Les outils d'IA générative ont rendu beaucoup moins coûteuse et plus facile la diffusion du type de désinformation susceptible d’induire les électeurs en erreur et potentiellement d’influencer les élections. De fausses voix, images et autres contenus manipulés ont déjà été diffusés en ligne pour tenter de saper les élections présidentielles américaines de novembre 2024. La FCC (Federal Communications Commission) a interdit les appels automatisés générés par l'IA après qu'un appel destiné aux électeurs du New Hampshire a imité la voix du président Joe Biden et les exhortés à ne pas voter lors des élections primaires de l'État.

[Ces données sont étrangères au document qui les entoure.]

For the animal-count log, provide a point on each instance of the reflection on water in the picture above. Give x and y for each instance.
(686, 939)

Le problème des deepfakes sur TikTok prend de l'ampleur dans un contexte où l'application est confrontée à une incertitude quant à son avenir sur le marché américain. Une nouvelle loi votée le mois dernier interdirait TikTok aux États-Unis à moins que son propriétaire, ByteDance, ne vende l'application populaire de partage de vidéos courtes. Le vote de cette législation a été motivé par des préoccupations bipartisanes en matière de sécurité nationale. Les législateurs américains craignent en effet que le gouvernement chinois ne s'appuie sur ByteDance pour accéder aux informations des utilisateurs américains de TikTok.

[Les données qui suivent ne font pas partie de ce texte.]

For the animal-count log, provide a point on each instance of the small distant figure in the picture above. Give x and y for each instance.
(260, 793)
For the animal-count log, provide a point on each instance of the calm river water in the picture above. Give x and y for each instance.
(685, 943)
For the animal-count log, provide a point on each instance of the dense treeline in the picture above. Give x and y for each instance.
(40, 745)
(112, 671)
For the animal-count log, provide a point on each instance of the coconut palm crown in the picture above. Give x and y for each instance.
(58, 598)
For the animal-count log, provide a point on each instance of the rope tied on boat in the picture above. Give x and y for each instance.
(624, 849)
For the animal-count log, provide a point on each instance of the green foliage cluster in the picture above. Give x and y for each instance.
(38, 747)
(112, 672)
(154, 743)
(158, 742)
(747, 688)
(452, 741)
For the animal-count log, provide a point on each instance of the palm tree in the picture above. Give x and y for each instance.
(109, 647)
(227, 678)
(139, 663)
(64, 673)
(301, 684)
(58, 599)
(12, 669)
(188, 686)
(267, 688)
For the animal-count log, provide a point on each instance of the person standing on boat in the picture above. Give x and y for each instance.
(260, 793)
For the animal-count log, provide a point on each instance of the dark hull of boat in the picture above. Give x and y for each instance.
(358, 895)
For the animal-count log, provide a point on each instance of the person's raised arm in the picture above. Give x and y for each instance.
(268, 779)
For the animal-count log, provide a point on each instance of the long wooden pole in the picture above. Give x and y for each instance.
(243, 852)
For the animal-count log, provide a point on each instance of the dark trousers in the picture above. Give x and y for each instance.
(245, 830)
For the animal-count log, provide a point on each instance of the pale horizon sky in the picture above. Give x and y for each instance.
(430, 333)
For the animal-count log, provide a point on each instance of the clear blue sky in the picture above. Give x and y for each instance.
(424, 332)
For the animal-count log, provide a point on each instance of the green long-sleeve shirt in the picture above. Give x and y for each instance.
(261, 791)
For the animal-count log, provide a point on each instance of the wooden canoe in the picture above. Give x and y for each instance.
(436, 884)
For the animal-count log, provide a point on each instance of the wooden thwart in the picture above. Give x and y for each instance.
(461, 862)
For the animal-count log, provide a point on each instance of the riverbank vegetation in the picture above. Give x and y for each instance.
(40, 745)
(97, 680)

Selon les législateurs, cela pourrait permettre à la Chine de surveiller les Américains et de diffuser des informations fausses et trompeuses auprès des électeurs américains. « Il n'est pas difficile d'imaginer comment une plateforme qui facilite tant le commerce, le discours politique et le débat social pourrait être secrètement manipulée pour servir les objectifs d'un régime autoritaire », a déclaré cette semaine le sénateur Mark Warner (D-Va). Certaines sources indiquent que des informations classifiées des services de renseignement ont alerté sur TikTok, mais ces informations ne sont pas encore accessibles au grand public.
Les détracteurs de la législation affirment toutefois que les préoccupations liées à TikTok sont exagérées. Par exemple, le sénateur Edward Markey du Massachusetts a déclaré que bien qu'il soit préoccupé par la collecte de données d'utilisateurs par de nombreux réseaux sociaux, il n'a vu aucune preuve crédible que TikTok représente une menace simplement parce que sa société mère est basée en Chine. Que savons-nous donc des efforts déployés par la Chine pour manipuler les Américains à l'aide des médias sociaux, et quel rôle joue TikTok ? Depuis le début, aucune réponse claire n'a été apportée à cette question.

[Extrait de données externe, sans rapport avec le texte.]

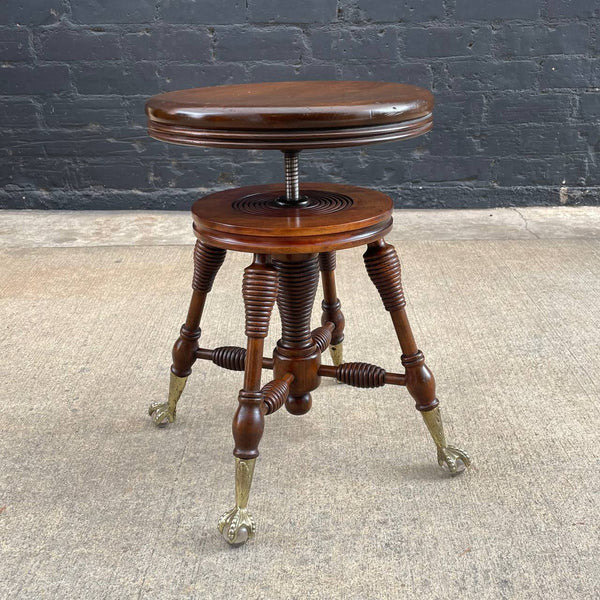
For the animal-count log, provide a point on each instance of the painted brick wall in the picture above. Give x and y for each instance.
(517, 86)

Selon la communauté du renseignement, les entreprises technologiques et les chercheurs indépendants américains, la Chine représente une menace croissante. « La Chine cherche à semer le doute sur le leadership des États-Unis, à saper la démocratie et à étendre l'influence de Pékin », a écrit le Bureau du directeur du renseignement national (ODNI) dans son évaluation annuelle des menaces au début de l'année. Malgré tout, ByteDance dispose de neuf mois pour vendre TikTok à une entreprise américaine sinon l'application sera interdite aux États-Unis. ByteDance n'a toutefois aucune intention de se soumettre.
ByteDance et TikTok envisagent de déposer des recours juridiques contre la législation et espèrent qu'elle sera bloquée par les tribunaux au nom du Premier amendement et d'autres lois américaines sur la liberté d'expression. Un décret similaire signé par Donald Trump, alors président des États-Unis, avait déjà été bloqué par les tribunaux. D'autres rapports indiquent que ByteDance envisage la fermeture de TikTok sur le marché américain si ses recours n'aboutissent pas.